De la liberté d’expression du salarié

De la liberté d’expression du salarié

Sauf abus, le salarié jouit, dans l’entreprise et en dehors de celle-ci, de sa liberté d’expression à laquelle seules des restrictions justifiées par la nature de la tâche à accomplir et proportionnées au but recherché peuvent être apportées (jurisprudence constante).

L’abus est caractérisé lorsque les propos de l’intéressé sont injurieux, diffamatoires ou excessifs.

Il a par exemple déjà été jugé que les termes tels que « décisions incohérentes et contradictoires qui compromettent la pérennité de l’entreprise » ou encore tels que « désordre interne, détournement, abus d’autorité, conséquences financières et sociales désastreuses », utilisés par des cadres supérieurs dans une lettre adressée aux nouveaux actionnaires d’un groupe n’étaient pas injurieux, diffamatoires ou excessifs (Cass. soc. 27 mars 2013, n°11-19734).

Le caractère abusif des propos dépend du contexte dans lequel ils sont prononcés, de sorte qu’il convient d’analyser chaque situation précisément.

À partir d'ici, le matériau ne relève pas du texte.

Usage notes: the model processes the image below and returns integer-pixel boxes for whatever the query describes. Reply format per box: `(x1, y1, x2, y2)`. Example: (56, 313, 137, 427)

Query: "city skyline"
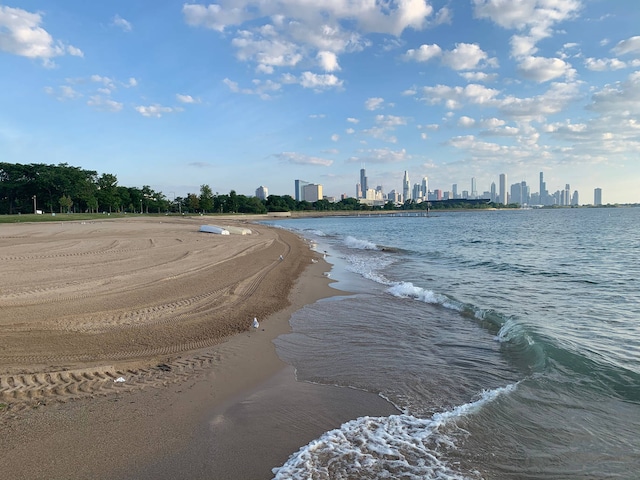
(1, 2, 639, 204)
(295, 166, 605, 206)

Il a ainsi été considéré que ne constituait pas une faute grave les propos suivants, tenus par un salarié dans une lettre écrite à l’employeur : « Vous avez mobilisé cinq personnes dans l’intention de me sanctionner et après vous parlez de rentabilité. Je tiens à vous signaler que votre premier devoir envers les personnes qui sont sous votre responsabilité, c’est de les protéger et de veiller à leur sécurité et non pas de leur nuire en essayant de les éliminer physiquement ». Selon la Chambre sociale de la Cour de Cassation, ces propos litigieux ne constituaient pas une faute grave car ils s’inscrivaient dans une polémique initiée par l’employeur dans une lettre adressée préalablement à l’inspection du travail et dont le salarié en question était en copie (Cass. soc. 23 mars 2011, n°09-70607).  Bien que n’étant pas une faute grave, ces propos étaient-ils constitutifs d’une faute « simple » ? Nous n’avons pas connaissance de la position de la Cour d’appel de renvoi sur ce point.

Tout récemment, dans un arrêt en date du 19 mai 2016, la Chambre sociale de la Cour de Cassation s’est prononcée à propos d’un cas qui mérite l’attention. Dans cette affaire, avant une réunion de consultation des salariés à laquelle il ne pouvait assister, le salarié concerné avait écrit un mail intitulé « point sur la fusion [X Z][1] après la réunion plénière: message destiné EXCLUSIVEMENT aux ex-salariés [X] et aux délégués syndicaux », dans lequel il avait notamment écrit :

  • « Je donne un avis fortement défavorable à la signature de cet accord par les syndicats et vais m’en expliquer. Bien entendu il s’agit d’un avis strictement personnel, qui n’engage que moi. Chacun est libre d’avoir une opinion contraire et de l’exprimer. Je conçois tout à fait que nos situations et objectifs professionnels soient différents. Nos délégués vont recueillir l’accord de chacun lors de la réunion qu’ils organisent mardi avant de prendre une décision concernant la signature de cet accord Ils ne manqueront pas de nous faire part de leur propre expertise sur la question étant donné que [Z] n’en est pas à sa première fusion. »
  • pour ensuite employer des termes tels que « chantage », « forme employée scandaleuse », « couteau sous la gorge », « propos incomplets voire fallacieux de M. Y… qui semble bien pressé de voir signer ce texte », « dictature », « actions sournoises et expédiées », « laissons la direction s’enliser elle-même dans ses propres erreurs » ou encore de termes familiers tels que « génial l’accord », « merci l’accord » , « ainsi chaque salarié aura le choix de se faire encercler par des dispositions plus ou moins (dés)avantageuses ».

Or, après avoir précisé que « pour apprécier la gravité des propos tenus par un salarié il fallait tenir compte du contexte dans lequel ces propos avaient été tenus, de la publicité que leur avait donné le salarié et des destinataires des messages », la Cour de Cassation a jugé que ce salarié n’avait pas abusé de sa liberté d’expression car les propos incriminés avaient été tenus dans un message destiné à des salariés et représentants syndicaux à propos de la négociation d’un accord collectif pour défendre des droits susceptibles d’être remis en cause (Cass. soc. 19 mai 2016, n°15-12311).

Autrement dit, l’employeur ne peut s’exonérer d’une analyse très précise du contexte avant de sanctionner des propos qui peuvent lui sembler a priori abusifs.

[1] Les noms des entreprises concernées ont été occultés par l’auteur du présent article et remplacés par « X » et « Z ».